We disagree with the sentence "the model’s improvement seems to stem from the ReasonAQA data ... through training with higher-quality data." First, high-quality data is indeed important, and we believe ReasonAQA is a valid, novel contribution to the field, particularly since AQA datasets are currently very limited. Second, data is only one factor contributing to model performance. For example, Pengi -- the only small ALM in the literature -- achieves 3.40 on the MMAU benchmark. To test the effectiveness of ReasonAQA, we trained a Pengi-like model using ReasonAQA data alone. This model achieves a score of 30.19 on MMAU, as shown in Table 8 (line 3). We then made subsequent improvements to the projection layer, pretraining strategy, SLM fine-tuning, audio encoder, and data augmentation techniques, ultimately reaching an updated score of 48.40 on MMAU. This 18-point absolute improvement is solely due to the architectural and training improvements proposed in the paper.

Does Mellow understand speech? I believe ... speech understanding ability in Mellow also limits its novelty.
We thank the reviewer for requesting clarification. Mellow is not trained on ASR data and therefore cannot perform speech recognition tasks. As a result, its ability to understand conversation-related information is limited. However, this is consistent with prior ALM literature, where models primarily focus on audio and music understanding rather than speech content. For example, Pengi (NeurIPS 23), LTU (ICLR 24), and GAMA (EMNLP 24) are all trained solely on audio and music data, resulting in similarly limited speech understanding capabilities. While conversation-related abilities are desirable, our current work aligns with the existing audio literature and provides sufficient evidence to support the claims being made.

Regarding the rationality of the results ... the test prompts to avoid underestimating the performance of the tested models.
We understand the reviewer’s concern and thank them for raising this valid point. The numbers and benchmarks reported in Table 4 are borrowed from the Audio Entailment paper (Table 4), published at EMNLP 2024. These are standard literature-reported results with prompts optimized for each task by the respective paper authors. Since these represent state-of-the-art results, we report them directly without further prompt optimization.

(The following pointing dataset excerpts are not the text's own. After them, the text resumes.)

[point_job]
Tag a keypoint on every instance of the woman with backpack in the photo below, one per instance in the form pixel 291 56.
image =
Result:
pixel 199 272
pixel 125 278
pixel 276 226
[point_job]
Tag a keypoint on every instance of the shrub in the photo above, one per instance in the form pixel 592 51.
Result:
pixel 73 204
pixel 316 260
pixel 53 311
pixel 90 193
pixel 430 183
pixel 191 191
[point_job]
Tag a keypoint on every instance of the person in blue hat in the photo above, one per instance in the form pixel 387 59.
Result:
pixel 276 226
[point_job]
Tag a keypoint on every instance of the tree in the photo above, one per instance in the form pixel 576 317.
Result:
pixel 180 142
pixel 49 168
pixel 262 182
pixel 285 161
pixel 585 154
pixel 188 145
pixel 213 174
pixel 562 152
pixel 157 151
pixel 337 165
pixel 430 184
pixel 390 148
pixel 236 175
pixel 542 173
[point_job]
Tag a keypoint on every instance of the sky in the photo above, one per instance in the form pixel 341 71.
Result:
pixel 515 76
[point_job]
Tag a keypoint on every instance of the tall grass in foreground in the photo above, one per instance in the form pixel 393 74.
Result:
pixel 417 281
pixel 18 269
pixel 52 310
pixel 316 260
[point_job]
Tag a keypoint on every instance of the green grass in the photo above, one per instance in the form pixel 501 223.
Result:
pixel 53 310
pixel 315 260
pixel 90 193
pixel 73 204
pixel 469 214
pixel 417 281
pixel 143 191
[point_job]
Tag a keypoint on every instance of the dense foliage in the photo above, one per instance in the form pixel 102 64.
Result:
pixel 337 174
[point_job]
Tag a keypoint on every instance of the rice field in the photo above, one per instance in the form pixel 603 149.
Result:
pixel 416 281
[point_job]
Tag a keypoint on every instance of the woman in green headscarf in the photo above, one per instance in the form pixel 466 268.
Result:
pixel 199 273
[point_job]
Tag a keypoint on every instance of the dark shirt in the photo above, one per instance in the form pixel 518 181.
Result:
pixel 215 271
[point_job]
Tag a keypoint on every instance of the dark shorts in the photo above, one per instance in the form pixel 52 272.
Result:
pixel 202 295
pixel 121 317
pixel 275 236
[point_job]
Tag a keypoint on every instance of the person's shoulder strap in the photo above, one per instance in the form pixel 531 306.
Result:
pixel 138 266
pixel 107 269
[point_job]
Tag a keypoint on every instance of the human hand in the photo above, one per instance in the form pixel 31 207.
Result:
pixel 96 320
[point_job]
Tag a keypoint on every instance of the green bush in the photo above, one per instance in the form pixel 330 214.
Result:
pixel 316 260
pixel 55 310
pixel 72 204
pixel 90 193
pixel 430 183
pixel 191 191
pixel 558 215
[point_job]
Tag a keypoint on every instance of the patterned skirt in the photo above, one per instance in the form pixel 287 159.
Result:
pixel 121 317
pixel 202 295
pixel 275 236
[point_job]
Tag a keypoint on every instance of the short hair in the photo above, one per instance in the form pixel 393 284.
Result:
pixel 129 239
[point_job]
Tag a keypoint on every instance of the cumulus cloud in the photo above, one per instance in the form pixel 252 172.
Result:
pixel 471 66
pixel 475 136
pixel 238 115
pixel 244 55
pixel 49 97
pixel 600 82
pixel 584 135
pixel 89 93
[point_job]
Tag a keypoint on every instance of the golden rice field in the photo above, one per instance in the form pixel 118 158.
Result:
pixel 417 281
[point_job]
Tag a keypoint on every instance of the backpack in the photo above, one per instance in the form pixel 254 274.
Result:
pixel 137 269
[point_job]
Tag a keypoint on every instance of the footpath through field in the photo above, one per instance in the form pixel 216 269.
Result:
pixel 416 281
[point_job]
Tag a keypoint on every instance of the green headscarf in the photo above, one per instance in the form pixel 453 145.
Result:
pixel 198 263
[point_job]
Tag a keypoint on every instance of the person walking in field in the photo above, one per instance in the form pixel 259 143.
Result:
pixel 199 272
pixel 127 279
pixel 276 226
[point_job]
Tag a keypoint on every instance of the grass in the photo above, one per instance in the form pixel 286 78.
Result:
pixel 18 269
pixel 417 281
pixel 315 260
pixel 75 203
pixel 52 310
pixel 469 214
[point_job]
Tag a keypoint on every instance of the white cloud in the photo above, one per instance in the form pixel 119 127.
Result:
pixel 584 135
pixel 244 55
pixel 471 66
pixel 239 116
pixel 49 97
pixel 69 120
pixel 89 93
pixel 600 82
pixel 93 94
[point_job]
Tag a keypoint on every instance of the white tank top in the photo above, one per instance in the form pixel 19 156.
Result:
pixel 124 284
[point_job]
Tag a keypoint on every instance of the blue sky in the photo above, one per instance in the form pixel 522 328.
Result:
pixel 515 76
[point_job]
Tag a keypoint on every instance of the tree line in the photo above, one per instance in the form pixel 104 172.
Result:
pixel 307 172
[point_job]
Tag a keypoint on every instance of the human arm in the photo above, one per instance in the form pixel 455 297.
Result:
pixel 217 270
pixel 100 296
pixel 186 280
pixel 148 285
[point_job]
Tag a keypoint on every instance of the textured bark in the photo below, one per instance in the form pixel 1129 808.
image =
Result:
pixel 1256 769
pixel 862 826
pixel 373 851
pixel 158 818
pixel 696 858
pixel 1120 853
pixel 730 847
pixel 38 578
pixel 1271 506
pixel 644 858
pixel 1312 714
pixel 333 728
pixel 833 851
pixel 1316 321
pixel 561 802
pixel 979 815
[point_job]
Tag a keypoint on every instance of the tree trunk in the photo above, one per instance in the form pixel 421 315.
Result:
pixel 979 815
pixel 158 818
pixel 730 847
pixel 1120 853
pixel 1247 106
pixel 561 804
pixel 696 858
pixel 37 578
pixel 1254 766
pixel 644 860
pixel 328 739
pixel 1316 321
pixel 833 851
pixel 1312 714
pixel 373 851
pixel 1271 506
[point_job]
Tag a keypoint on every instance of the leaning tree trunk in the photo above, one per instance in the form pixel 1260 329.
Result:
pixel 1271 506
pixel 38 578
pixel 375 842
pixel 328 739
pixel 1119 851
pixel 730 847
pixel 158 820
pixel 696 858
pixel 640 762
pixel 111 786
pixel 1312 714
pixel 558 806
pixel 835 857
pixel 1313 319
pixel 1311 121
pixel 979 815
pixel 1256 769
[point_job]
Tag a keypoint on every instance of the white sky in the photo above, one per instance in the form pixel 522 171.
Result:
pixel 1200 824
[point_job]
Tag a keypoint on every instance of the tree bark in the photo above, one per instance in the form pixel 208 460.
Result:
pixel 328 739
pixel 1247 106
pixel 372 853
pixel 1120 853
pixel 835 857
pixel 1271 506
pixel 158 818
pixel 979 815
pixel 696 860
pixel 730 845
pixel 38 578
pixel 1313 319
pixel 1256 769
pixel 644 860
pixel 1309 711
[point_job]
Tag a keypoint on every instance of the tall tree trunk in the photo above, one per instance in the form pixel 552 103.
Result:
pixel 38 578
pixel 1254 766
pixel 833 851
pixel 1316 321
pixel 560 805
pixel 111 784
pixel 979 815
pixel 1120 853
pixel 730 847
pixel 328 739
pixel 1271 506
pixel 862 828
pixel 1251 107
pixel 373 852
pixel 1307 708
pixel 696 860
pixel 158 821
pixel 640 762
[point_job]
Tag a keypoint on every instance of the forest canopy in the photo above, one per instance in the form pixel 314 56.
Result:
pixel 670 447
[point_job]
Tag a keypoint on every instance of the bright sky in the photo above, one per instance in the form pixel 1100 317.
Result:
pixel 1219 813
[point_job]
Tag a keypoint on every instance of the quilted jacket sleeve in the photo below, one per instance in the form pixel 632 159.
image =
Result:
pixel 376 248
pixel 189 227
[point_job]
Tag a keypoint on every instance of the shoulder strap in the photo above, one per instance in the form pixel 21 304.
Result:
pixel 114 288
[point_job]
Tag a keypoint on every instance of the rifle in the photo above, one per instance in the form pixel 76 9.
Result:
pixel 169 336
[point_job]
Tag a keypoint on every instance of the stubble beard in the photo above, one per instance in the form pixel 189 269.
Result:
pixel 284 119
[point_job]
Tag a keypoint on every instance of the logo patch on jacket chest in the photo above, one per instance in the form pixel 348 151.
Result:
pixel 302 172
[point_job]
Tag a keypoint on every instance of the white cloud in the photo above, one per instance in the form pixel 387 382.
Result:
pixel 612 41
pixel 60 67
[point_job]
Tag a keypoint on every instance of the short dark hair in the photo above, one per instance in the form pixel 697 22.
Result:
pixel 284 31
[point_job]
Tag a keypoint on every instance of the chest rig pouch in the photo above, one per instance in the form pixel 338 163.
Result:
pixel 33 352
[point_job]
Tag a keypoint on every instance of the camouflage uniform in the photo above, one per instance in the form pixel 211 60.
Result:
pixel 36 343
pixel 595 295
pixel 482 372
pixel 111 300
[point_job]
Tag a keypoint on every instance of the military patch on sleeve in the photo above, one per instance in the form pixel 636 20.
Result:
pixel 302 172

Did the authors try to use ReasonAQA data for fine-tuning ... more remarkable results?
We thank the reviewer for the question. We used ReasonAQA to retrain Pengi, which is the only model with a parameter count comparable to Mellow. The results are shown in Table 8, line 3. The retrained Pengi achieves an MMAU score of 30.19, whereas Mellow achieves a score of 48.40. We did not evaluate QwenAudio or SALMONN in the submitted paper. However, following the reviewer’s suggestion, we fine-tuned QwenAudio on the ReasonAQA dataset using both LoRA fine-tuning and full fine-tuning (with no frozen parameters). The results are shown in the table below:

Experiment	MMAU performance
Pengi	30.19
QwenAudio - Zero Shot	41.86
QwenAudio - LoRA	45.90
QwenAudio - full finetune	43.72

The full fine-tuning version performs worse than the LoRA fine-tuned model. Upon examining model responses, we see that the fully fine-tuned QwenAudio heavily overfits the ReasonAQA dataset, likely due to the mismatch between the dataset size and QwenAudio’s parameter count. In contrast, LoRA fine-tuning allows the model to adapt to ReasonAQA while retaining its broader world knowledge. Scaling ReasonAQA to better match QwenAudio’s parameter count might improve performance, but this is beyond the scope of the current work.

How does Mellow perform on other audio benchmarks besides MMAU?
We appreciate the reviewer's suggestion and assistance in improving our work. We benchmark Mellow on several other audio benchmarks, including Audio Entailment (deductive reasoning), Audio Difference (comparative reasoning), Audio Captioning, and Audio Question Answering. The results and detailed explanations are provided in Sections 4.2, 4.3, and 4.4, respectively. We specifically focus on MMAU benchmark, which consists of 10k annotated AQA pairs spanning the speech, sound, and music domains. This benchmark evaluates a model’s capabilities across 27 distinct skills involving various reasoning tasks. Notably, Mellow is trained exclusively on AudioCaps and Clotho, whereas MMAU sources its audio from 10 different datasets, with no overlap with Mellow’s training data. This makes MMAU an ideal benchmark for evaluating Mellow’s reasoning performance in an out-of-distribution setting.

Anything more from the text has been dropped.